Il a commencé sa carrière sur des bateaux de croisière avant que son style ne tape dans l'oeil et dans l'oreille des internautes sur les réseaux sociaux et qu'il participe en 2022 à la version grecque de The Voice.

La Grèce a gagné une fois l'Eurovision en 2005.

Danemark : after électro

Søren Torpegaard Lund, un artiste de comédie musicale de 27 ans, propose avec "Før vi går hjem", "Avant de rentrer", un titre pop teinté d'électro, qui plonge les spectateurs dans la moiteur d'une fin de soirée en boîte de nuit.

Il chante en danois et "pour une fois, on envoie une bonne chanson", dit Lisanne Wilken, spécialiste du concours et maître de conférence à l'Université d'Aarhus (ouest), Copenhague bénéficiant aussi selon elle d'un coup de pouce géopolitique inattendu.

"La situation avec le Groenland et Trump a vraiment braqué les projecteurs sur le Danemark d'une façon inédite", alors que le royaume est très rarement favori du concours, qu'il a quand même remporté à trois reprises, la dernière fois en 2013.

France: pop opératique

C'est la plus jeune candidate à représenter la France à l'Eurovision: Monroe, chanteuse lyrique franco-américaine de 17 ans, interprètera "Regarde!". Ce titre sur l'amour, thème de prédilection de la France à l'Eurovision, mêle pop, airs d'opéra et référence aux comédies musicales.

Le grand public a découvert cette cantatrice aux longues tresses dans "Prodiges", télé-crochet diffusé sur la chaîne France 2 et dédié aux jeunes virtuoses classiques.

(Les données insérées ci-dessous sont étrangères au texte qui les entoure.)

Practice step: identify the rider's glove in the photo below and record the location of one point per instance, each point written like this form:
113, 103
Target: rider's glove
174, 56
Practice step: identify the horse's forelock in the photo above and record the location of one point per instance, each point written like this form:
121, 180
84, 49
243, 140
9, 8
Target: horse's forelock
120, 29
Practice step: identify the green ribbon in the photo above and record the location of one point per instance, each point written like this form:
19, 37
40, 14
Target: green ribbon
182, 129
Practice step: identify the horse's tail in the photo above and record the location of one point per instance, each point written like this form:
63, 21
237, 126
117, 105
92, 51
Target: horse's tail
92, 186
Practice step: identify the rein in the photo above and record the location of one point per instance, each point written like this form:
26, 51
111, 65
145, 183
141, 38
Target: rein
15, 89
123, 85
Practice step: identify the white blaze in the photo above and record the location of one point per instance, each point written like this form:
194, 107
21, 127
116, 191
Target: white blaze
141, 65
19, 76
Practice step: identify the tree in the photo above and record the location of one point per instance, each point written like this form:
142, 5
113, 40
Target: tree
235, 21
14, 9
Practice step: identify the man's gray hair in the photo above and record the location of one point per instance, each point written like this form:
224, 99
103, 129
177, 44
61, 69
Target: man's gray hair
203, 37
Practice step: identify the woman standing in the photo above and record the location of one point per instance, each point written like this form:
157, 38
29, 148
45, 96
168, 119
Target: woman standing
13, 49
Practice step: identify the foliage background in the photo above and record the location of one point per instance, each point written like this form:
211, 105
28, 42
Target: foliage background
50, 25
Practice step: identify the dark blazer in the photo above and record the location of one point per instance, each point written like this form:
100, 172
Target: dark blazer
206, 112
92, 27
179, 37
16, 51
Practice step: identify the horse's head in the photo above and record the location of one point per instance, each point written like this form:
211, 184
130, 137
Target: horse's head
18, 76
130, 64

Son premier album est sorti en novembre.

Née aux Etats-Unis, Monroe a été bercée par sa double culture et parmi ses inspirations figurent la diva Cecilia Bartoli, mais aussi Whitney Houston, Johnny Hallyday et Céline Dion.

"Ça me donne envie de travailler ma voix pour pouvoir présenter quelque chose de bien, porter les couleurs de la France et de notre belle culture", a déclaré l'artiste à l'AFP peu après sa sélection.

La France a gagné à cinq reprises, la dernière fois en 1977.

Australie : power ballade

La ballade "Eclipse", qui évoque un alignement amoureux des planètes, est interprétée par une valeur sûre, Delta Goodrem, 41 ans et plus de neuf millions d'albums vendus à son actif.

Elle mêle l'intimité du piano à d'impressionnants crescendos vocaux, que cette coach dans The Voice Australia, par ailleurs auteure-compositrice, musicienne et actrice, maîtrise à la perfection.

La notoriété sur la scène mondiale de l'artiste née à Sydney et ayant signé son premier contrat dès l'âge de 15 ans fait espérer à l'Australie, où le concours est très suivi, sa toute première victoire.